Typical side effects

$hippoKoptekst

Relatief frequent:

  • ototoxiciteit, bestaande uit reversibele en irreversibele vestibulaire en cochleaire toxiciteit;
  • renale toxiciteit (nefrotoxiciteit);
  • hypomagnesiëmie.

Minder frequent:

  • neuromusculaire blokkade (soms met apneu);

Literatuur

  1. Brunton LL, et al. (eds). Goodman & Gilman’s The pharmacological basis of therapeutics. 12th ed. New York: McGraw-Hill, 2011.
  2. Aronson JK, et al. (eds). Meyler’s side effects of drugs. 16th ed. Amsterdam: Elsevier, 2016.

Meer informatie

  • Ototoxiciteit is een belangrijke bijwerking van aminoglycosiden, allen beïnvloeden zowel de vestibulaire als cochleaire functie, maar er zijn relatieve verschillen in het zwaartepunt van de effecten. Gentamicine veroorzaakt primair vestibulaire toxiciteit terwijl amikacine en neomycine primair meer cochleaire toxiciteit geven [1,2]. Tobramycine beïnvloedt beide in gelijke mate [1].
    • De cochleaire toxiciteit begint vaak met fantoomgeluid in het hoge frequentiebereik (tinnitus aurium). Als de toediening niet gestaakt wordt kan zich na een aantal dagen gehoorverlies ontwikkelen, bij progressie wordt ook het lagere frequentiebereik aangedaan [1].
    • Vestibulaire toxiciteit begint vaak met een matig intense hoofdpijn, gevolgd door een acute fase met misselijkheid, braken en evenwichtsstoornissen, gevolgd door chronische labyrinthitis (ca. 2 mnd.) waarbij er moeite is met lopen en het maken van plotse bewegingen, gevolgd door een compensatoire fase. Deze is adequater in jongeren dan in ouderen, maar kan toch onvoldoende zijn voor de hoge mate van coördinatie die sommige taken vergen. Herstel van deze fase kan 12–18 maanden duren, vaak is er permanente restschade. Andere, minder frequent voorkomende uitingen van de vestibulaire toxiciteit zijn een wiegende rompbeweging (’pendular trunk movement’) en het optreden van een spontane nystagmus [1].
  • De nefrotoxiciteit (bij 8–26%) is dosisafhankelijk en uit zich na een paar dagen van behandelen in een milde nierinsufficiëntie die bijna altijd reversibel is. Na een aantal dagen is er verlies van renaal vermogen tot het concentreren van de urine, milde proteïnurie en verschijnen er hyaline en granulaire sedimenten in de urine. Na een additioneel aantal dagen van achteruitgang in de glomerulaire filtratiesnelheid, herstelt zich dit meestal, door regeneratie van de proximale tubuluscellen. Minder frequent komt ernstige acute tubulusnecrose voor. Het nefrotoxisch potentieel varieert tussen de aminoglycosiden en is het sterkst bij neomycine, dat hierom niet parenteraal wordt gegeven [1]. De nefrotoxiciteit van de verschillende aminoglycosiden is vergeleken in veel dierexperimentele onderzoeken.
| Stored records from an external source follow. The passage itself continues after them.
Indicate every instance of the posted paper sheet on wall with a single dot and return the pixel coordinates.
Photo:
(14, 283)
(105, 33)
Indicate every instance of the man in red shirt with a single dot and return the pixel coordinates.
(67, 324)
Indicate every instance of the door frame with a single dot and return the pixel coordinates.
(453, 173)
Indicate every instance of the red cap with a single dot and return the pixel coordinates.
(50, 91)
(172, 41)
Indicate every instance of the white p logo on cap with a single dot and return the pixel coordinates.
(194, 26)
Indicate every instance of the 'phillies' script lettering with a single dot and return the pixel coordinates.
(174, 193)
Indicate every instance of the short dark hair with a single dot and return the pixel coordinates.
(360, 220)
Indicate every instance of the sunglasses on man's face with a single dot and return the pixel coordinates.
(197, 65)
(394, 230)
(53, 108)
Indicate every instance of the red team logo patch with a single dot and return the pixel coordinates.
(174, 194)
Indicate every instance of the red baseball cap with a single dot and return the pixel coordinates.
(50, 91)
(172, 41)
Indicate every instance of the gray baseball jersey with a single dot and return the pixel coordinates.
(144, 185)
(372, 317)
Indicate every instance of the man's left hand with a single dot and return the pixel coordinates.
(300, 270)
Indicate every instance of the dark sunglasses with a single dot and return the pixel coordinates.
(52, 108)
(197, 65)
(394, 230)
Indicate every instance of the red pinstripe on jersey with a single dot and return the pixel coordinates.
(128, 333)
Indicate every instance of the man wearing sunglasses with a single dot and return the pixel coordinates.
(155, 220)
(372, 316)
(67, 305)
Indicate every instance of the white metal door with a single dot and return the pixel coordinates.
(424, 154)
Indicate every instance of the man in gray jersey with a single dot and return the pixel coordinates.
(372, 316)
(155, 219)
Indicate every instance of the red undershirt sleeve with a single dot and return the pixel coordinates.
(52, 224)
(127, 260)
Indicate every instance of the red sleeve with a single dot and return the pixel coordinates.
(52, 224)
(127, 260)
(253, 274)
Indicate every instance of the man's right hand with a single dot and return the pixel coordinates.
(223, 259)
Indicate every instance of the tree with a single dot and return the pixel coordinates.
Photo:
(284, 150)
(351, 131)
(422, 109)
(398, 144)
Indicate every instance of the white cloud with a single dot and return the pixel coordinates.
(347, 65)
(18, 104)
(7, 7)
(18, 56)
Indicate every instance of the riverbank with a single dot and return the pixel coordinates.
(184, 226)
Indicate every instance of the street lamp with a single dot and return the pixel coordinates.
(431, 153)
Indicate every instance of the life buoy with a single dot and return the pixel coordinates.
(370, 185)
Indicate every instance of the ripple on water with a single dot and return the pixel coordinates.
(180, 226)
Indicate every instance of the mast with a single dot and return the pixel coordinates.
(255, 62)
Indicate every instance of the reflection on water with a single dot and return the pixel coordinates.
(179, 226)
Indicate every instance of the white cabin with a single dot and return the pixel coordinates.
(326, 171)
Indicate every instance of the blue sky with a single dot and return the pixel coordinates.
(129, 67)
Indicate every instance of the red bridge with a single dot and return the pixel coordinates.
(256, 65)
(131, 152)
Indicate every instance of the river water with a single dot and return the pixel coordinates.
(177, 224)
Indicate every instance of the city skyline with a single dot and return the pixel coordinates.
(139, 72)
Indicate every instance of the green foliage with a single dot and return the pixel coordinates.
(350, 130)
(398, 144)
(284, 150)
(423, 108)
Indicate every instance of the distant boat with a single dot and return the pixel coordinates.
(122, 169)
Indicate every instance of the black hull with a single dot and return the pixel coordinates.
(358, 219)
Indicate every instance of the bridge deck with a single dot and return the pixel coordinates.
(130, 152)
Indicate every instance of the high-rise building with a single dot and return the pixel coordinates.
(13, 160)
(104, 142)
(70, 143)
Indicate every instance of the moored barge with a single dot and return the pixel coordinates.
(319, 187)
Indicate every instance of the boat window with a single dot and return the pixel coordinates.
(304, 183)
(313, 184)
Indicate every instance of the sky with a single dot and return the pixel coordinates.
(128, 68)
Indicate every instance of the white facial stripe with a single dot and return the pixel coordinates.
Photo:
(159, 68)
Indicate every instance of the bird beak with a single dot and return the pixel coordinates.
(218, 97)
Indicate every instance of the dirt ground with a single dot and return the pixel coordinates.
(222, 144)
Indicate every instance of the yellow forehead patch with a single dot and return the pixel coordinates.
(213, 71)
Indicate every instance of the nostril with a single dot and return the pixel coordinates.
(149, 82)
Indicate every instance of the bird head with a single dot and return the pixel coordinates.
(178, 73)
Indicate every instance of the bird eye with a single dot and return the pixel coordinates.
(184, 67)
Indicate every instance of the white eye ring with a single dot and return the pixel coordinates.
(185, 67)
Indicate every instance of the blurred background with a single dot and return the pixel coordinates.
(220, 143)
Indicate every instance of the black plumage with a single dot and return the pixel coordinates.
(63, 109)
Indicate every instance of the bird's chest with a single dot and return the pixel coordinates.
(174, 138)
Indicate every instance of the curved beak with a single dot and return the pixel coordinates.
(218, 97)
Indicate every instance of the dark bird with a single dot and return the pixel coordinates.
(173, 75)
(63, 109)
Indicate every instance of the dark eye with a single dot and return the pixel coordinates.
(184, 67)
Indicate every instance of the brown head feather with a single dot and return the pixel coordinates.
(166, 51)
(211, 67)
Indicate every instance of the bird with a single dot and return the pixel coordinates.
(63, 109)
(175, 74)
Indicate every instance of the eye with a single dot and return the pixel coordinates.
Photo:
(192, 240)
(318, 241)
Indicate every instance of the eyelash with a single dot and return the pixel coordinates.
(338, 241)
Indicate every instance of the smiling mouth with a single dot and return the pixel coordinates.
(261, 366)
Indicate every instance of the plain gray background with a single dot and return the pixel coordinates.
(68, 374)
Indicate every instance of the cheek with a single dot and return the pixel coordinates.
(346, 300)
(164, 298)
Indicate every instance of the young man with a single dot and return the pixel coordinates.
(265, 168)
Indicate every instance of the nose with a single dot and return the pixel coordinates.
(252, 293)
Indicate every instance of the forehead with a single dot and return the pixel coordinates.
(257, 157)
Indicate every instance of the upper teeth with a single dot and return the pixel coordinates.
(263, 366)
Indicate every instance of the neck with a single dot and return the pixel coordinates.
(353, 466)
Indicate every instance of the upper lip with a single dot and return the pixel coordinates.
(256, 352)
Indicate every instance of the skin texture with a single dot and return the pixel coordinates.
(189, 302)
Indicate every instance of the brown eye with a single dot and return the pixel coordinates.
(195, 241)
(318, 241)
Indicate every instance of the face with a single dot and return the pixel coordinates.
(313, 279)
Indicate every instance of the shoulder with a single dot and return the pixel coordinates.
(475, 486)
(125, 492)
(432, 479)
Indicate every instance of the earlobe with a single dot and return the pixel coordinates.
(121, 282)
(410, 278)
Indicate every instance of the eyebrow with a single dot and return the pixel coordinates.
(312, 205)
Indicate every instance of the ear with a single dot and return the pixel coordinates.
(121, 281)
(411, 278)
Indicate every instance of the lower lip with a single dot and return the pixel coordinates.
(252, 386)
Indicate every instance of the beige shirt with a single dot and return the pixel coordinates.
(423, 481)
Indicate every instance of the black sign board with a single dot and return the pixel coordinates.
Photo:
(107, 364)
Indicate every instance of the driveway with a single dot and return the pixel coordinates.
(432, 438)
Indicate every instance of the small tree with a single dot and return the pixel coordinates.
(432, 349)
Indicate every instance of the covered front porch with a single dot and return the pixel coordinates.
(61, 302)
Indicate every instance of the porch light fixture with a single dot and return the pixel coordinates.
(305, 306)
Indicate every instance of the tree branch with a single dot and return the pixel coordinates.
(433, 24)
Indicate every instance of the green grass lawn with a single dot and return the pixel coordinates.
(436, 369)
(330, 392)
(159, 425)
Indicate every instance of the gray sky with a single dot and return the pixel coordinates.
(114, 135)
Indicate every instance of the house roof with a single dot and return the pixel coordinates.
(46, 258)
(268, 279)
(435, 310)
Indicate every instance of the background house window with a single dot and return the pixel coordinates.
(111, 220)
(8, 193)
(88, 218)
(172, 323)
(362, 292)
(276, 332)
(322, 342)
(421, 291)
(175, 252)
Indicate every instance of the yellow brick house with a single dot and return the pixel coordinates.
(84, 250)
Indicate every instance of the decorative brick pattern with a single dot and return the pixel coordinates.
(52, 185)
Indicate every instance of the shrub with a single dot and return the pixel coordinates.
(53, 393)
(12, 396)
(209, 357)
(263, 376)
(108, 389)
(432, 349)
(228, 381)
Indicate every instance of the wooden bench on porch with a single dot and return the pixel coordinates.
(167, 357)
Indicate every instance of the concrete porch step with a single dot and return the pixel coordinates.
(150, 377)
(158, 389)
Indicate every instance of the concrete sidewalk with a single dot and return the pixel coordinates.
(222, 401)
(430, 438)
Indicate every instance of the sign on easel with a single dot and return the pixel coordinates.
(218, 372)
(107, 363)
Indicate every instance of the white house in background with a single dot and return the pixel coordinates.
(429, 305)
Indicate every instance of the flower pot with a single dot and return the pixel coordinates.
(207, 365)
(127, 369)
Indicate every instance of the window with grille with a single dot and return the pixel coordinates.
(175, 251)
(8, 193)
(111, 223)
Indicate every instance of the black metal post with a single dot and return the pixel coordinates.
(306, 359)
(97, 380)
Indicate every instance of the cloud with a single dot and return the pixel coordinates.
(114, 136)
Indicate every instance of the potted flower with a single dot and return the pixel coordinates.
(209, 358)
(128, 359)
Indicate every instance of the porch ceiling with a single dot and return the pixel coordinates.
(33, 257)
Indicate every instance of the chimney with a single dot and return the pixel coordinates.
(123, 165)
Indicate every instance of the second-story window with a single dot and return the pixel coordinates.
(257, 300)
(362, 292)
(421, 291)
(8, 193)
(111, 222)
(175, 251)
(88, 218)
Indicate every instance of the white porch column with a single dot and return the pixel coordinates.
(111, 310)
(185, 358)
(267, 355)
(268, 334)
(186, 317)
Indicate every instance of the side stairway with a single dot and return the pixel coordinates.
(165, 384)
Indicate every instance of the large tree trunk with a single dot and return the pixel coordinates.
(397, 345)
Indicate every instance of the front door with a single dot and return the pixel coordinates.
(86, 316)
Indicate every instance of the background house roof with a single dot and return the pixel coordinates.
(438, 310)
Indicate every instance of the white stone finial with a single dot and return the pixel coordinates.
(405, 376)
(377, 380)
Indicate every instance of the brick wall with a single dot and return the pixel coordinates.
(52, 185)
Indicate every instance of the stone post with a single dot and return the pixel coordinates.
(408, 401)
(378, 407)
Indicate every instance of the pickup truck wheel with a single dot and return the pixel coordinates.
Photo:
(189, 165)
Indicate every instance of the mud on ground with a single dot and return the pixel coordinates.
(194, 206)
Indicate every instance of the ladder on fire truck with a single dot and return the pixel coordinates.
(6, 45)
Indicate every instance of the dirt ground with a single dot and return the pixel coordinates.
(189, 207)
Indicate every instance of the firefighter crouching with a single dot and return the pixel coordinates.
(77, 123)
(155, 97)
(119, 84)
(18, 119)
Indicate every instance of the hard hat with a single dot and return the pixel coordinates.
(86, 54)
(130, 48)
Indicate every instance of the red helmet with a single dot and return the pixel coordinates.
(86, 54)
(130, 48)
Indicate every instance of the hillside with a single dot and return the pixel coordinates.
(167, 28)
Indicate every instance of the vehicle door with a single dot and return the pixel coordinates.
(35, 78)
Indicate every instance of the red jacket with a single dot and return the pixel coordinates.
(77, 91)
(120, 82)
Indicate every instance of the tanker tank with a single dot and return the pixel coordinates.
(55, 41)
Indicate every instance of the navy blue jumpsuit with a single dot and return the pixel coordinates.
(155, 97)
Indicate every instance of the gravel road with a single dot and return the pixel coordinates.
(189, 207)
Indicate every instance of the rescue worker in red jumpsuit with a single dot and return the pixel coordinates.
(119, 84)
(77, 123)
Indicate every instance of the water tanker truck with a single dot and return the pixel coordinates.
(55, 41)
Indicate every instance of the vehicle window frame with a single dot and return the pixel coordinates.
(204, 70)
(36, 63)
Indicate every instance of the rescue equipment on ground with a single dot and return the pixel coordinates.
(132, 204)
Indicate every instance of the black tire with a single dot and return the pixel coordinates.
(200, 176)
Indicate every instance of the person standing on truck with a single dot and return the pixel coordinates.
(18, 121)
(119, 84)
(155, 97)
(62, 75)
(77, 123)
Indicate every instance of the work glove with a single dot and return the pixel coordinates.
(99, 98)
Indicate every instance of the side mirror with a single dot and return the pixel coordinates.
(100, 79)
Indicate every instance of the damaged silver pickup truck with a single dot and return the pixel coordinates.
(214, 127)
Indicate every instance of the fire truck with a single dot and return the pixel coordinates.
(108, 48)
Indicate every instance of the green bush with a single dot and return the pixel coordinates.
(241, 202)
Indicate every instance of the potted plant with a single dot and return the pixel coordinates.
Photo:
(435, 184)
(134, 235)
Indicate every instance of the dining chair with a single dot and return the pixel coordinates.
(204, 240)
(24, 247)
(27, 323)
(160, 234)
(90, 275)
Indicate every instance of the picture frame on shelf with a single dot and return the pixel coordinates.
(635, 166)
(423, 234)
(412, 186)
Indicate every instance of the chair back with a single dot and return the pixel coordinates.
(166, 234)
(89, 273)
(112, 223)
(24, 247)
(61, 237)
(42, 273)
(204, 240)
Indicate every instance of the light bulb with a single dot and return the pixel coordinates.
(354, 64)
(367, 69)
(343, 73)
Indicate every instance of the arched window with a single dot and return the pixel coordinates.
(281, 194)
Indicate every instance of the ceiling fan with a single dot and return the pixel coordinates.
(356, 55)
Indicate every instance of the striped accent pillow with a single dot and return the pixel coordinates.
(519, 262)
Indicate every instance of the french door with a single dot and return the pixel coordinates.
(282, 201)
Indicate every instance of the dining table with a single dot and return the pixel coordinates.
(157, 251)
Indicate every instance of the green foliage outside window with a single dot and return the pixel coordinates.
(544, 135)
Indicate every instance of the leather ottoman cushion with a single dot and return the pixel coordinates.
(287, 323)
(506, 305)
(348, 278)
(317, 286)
In afnemende volgorde: neomycine, gentamicine, tobramycine, amikacine [2]. Bij de mens is er sprake van discrepantie tussen de literatuur die er over beschikbaar is [1,2]. Geen van de aminoglycosiden kan als veilig beschouwd worden wat betreft het risico op nefrotoxiciteit.
  • Het optreden van neuromusculaire blokkade gebeurt meestal in combinatie met anesthesie of toediening van een ander middel met potentie tot neuromusculaire blokkade [1,2]. In afnemende potentie voor blokkade zijn de aminoglycosiden als volgt gerangschikt: neomycine, amikacine, gentamicine, tobramycine [1]. Het effect betreft een curare-achtige werking en deze is te antagoneren door toediening van calciumionen en (acetyl)cholinesteraseremmers [2](een bruikbaar voorbeeld is neostigmine). Patiënten met myasthenia gravis en andere neuromusculaire ziekten zijn in het bijzonder vatbaar voor de neuromusculaire blokkade [2].